Seattle Data Science Apr 2016
Seattle, WA
Thursday, April 21, 2016
Data Scientists in Seattle are doing incredible work: making graph models of symptoms and human disease, extracting insight from huge amounts of real-time data, and building tools to make the whole process easier. The Seattle Data Science Meetup provides data scientists with a continued opportunity to promote and contribute to this expanding field.


Putting Apache Drill to Use: Best Practices for Production Deployments

Neeraja Rentachintala View Bio

Apache Drill is the industry's first schema-free SQL query engine for big data. With its flexibility to explore both structured and complex datasets on the fly from a variety of data sources combined with its distributed query processing capabilities that provide low latency performance at petabyte scale, Drill is getting rapidly adopted by organizations to open up their Hadoop deployments to wide variety of users in a self service fashion. This session provides deep dive into the use cases ofApache Drill and best practices for deploying it in production using real customer examples.
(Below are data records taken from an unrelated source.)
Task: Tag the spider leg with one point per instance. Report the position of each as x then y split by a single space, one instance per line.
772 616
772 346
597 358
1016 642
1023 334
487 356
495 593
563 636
We will start with an introduction to Apache Drill , how it fits into the Hadoop eco system and quickly delve into the topics that matter for production rollout such as the data ingestion methodologies , data model trade offs, storage format selection, picking the data layout for optimal performance, query design tips & tricks and finally wrap up a preview of the road ahead for the project in 2016.


Neeraja Rentachintala

As Director of Product Management, Neeraja is responsible for the product strategy, roadmap and requirements of MapR's SQL initiatives. Prior to MapR, Neeraja held numerous product management and engineering roles at Informatica, Microsoft SQL Server, Oracle and, most recently as the principal product manager for Informatica Data Services/Data Virtualization.